We've been looking at stories and creative writing and how we might piece together some of the residents experiences. This could well be in book form, or maybe some audio recordings. 
I was rubbish at camping, I don't mind admitting it. I used to get bundled along for impromptu weekends and as a large, not that well off family it was also our main summer holiday too. Being the youngest, I mainly was entrusted with nothing more arduous that holding things like pegs and keeping out of the way as older and more enthusiastic siblings got stuck into duties. This is fortunate as I would no doubt have endangered the lives of all involved through my incompetence or through enraging the parents to the point of actual violence. In the intervening years I have possibly got worse, to the point where changing a light bulb seems like a significant achievement.

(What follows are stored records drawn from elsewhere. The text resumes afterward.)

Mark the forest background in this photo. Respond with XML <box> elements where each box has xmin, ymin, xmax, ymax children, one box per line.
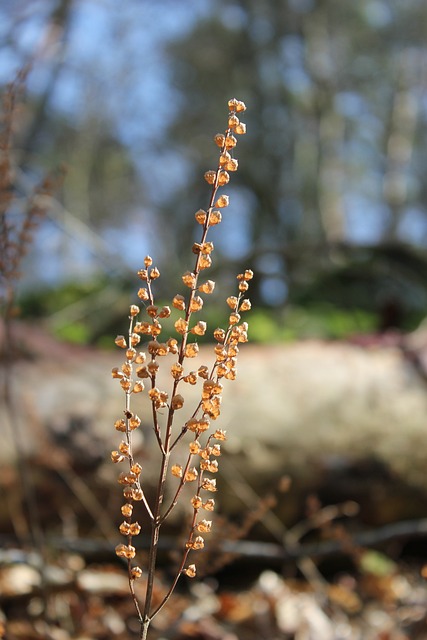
<box><xmin>3</xmin><ymin>0</ymin><xmax>427</xmax><ymax>342</ymax></box>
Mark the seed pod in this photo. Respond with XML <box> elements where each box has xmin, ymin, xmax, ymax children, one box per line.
<box><xmin>203</xmin><ymin>499</ymin><xmax>215</xmax><ymax>511</ymax></box>
<box><xmin>191</xmin><ymin>321</ymin><xmax>207</xmax><ymax>336</ymax></box>
<box><xmin>171</xmin><ymin>394</ymin><xmax>184</xmax><ymax>410</ymax></box>
<box><xmin>195</xmin><ymin>209</ymin><xmax>207</xmax><ymax>224</ymax></box>
<box><xmin>225</xmin><ymin>134</ymin><xmax>237</xmax><ymax>149</ymax></box>
<box><xmin>226</xmin><ymin>296</ymin><xmax>238</xmax><ymax>310</ymax></box>
<box><xmin>130</xmin><ymin>522</ymin><xmax>141</xmax><ymax>536</ymax></box>
<box><xmin>226</xmin><ymin>158</ymin><xmax>239</xmax><ymax>172</ymax></box>
<box><xmin>214</xmin><ymin>328</ymin><xmax>226</xmax><ymax>342</ymax></box>
<box><xmin>173</xmin><ymin>294</ymin><xmax>186</xmax><ymax>310</ymax></box>
<box><xmin>137</xmin><ymin>287</ymin><xmax>149</xmax><ymax>300</ymax></box>
<box><xmin>202</xmin><ymin>478</ymin><xmax>217</xmax><ymax>492</ymax></box>
<box><xmin>209</xmin><ymin>210</ymin><xmax>222</xmax><ymax>225</ymax></box>
<box><xmin>115</xmin><ymin>419</ymin><xmax>127</xmax><ymax>432</ymax></box>
<box><xmin>215</xmin><ymin>195</ymin><xmax>229</xmax><ymax>208</ymax></box>
<box><xmin>150</xmin><ymin>267</ymin><xmax>160</xmax><ymax>279</ymax></box>
<box><xmin>175</xmin><ymin>318</ymin><xmax>188</xmax><ymax>334</ymax></box>
<box><xmin>171</xmin><ymin>362</ymin><xmax>184</xmax><ymax>379</ymax></box>
<box><xmin>199</xmin><ymin>254</ymin><xmax>212</xmax><ymax>270</ymax></box>
<box><xmin>214</xmin><ymin>133</ymin><xmax>225</xmax><ymax>147</ymax></box>
<box><xmin>171</xmin><ymin>465</ymin><xmax>183</xmax><ymax>478</ymax></box>
<box><xmin>235</xmin><ymin>122</ymin><xmax>246</xmax><ymax>135</ymax></box>
<box><xmin>111</xmin><ymin>451</ymin><xmax>124</xmax><ymax>463</ymax></box>
<box><xmin>190</xmin><ymin>295</ymin><xmax>203</xmax><ymax>312</ymax></box>
<box><xmin>204</xmin><ymin>170</ymin><xmax>217</xmax><ymax>185</ymax></box>
<box><xmin>121</xmin><ymin>503</ymin><xmax>133</xmax><ymax>517</ymax></box>
<box><xmin>197</xmin><ymin>519</ymin><xmax>212</xmax><ymax>533</ymax></box>
<box><xmin>191</xmin><ymin>495</ymin><xmax>203</xmax><ymax>509</ymax></box>
<box><xmin>217</xmin><ymin>170</ymin><xmax>230</xmax><ymax>186</ymax></box>
<box><xmin>199</xmin><ymin>280</ymin><xmax>215</xmax><ymax>294</ymax></box>
<box><xmin>115</xmin><ymin>336</ymin><xmax>127</xmax><ymax>348</ymax></box>
<box><xmin>131</xmin><ymin>566</ymin><xmax>143</xmax><ymax>579</ymax></box>
<box><xmin>182</xmin><ymin>271</ymin><xmax>197</xmax><ymax>288</ymax></box>
<box><xmin>213</xmin><ymin>429</ymin><xmax>227</xmax><ymax>441</ymax></box>
<box><xmin>119</xmin><ymin>441</ymin><xmax>130</xmax><ymax>455</ymax></box>
<box><xmin>189</xmin><ymin>441</ymin><xmax>201</xmax><ymax>454</ymax></box>
<box><xmin>184</xmin><ymin>467</ymin><xmax>198</xmax><ymax>482</ymax></box>
<box><xmin>144</xmin><ymin>256</ymin><xmax>153</xmax><ymax>267</ymax></box>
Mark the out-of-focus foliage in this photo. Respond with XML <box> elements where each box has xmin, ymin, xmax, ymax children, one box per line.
<box><xmin>2</xmin><ymin>0</ymin><xmax>427</xmax><ymax>335</ymax></box>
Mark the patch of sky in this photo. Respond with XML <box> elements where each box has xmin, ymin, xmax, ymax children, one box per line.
<box><xmin>363</xmin><ymin>0</ymin><xmax>393</xmax><ymax>28</ymax></box>
<box><xmin>397</xmin><ymin>207</ymin><xmax>427</xmax><ymax>246</ymax></box>
<box><xmin>210</xmin><ymin>186</ymin><xmax>254</xmax><ymax>261</ymax></box>
<box><xmin>344</xmin><ymin>194</ymin><xmax>390</xmax><ymax>244</ymax></box>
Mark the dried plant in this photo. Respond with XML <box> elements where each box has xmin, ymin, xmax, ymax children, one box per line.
<box><xmin>111</xmin><ymin>98</ymin><xmax>251</xmax><ymax>639</ymax></box>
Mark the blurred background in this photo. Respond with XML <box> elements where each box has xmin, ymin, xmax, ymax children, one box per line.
<box><xmin>3</xmin><ymin>0</ymin><xmax>427</xmax><ymax>341</ymax></box>
<box><xmin>3</xmin><ymin>1</ymin><xmax>427</xmax><ymax>639</ymax></box>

I am sharing this vaguely humiliating information to illustrate my admiration for anyone that approaches self sufficiency without the need for Google, let alone with confidence and determination.  What would you do without a house to sleep in? What would you do if in the space of one day you had to gather your belongings together into something you can carry and then take with you to find somewhere to bed down. I might make it to a safe part of a park in summer, or consider a barn or abandoned shed in winter. I'd hope I might survive a night or two as an adventure. I reckon I could "scrump" for fruit and veg maybe but my long term prospects for foraging would not be good. It amazed me to hear the countless tales of people who have become homeless and how they have survived. One story involved "camping" for 16 years from the age of 16 and living off berries and wild animals. Another became a wilder version of "The Good Life" setting up home on an allotment with an admirable and slightly remarkable ability to adapt not just items and tools but also lifestyle. Self sufficiency, determination, fortitude, ingenuity and intelligence displayed again and again. 
There was also a good deal of humour, these stories peppered with colourful language and lots of laughter. My favourite Shakespeare moments are when the tragedy is laced with comedy, it spices the fall and also catches you off guard. Loneliness, illness, depression, alcoholism and desperation hide behind anecdotes again and again.
To eat a hedgehog you corner it, when it rolls into a ball you pack it with clay (mud) and then put into the hottest part of the fire to bake. Once it's thoroughly baked and the clay has hardened you take it out, crack the clay apart and pull it away. There is your hedgehog, the spines pulled safely away by the clay. It tastes just like chicken apparently.
The ways in which some people have their defences taken away and their protection destroyed is no less brutal.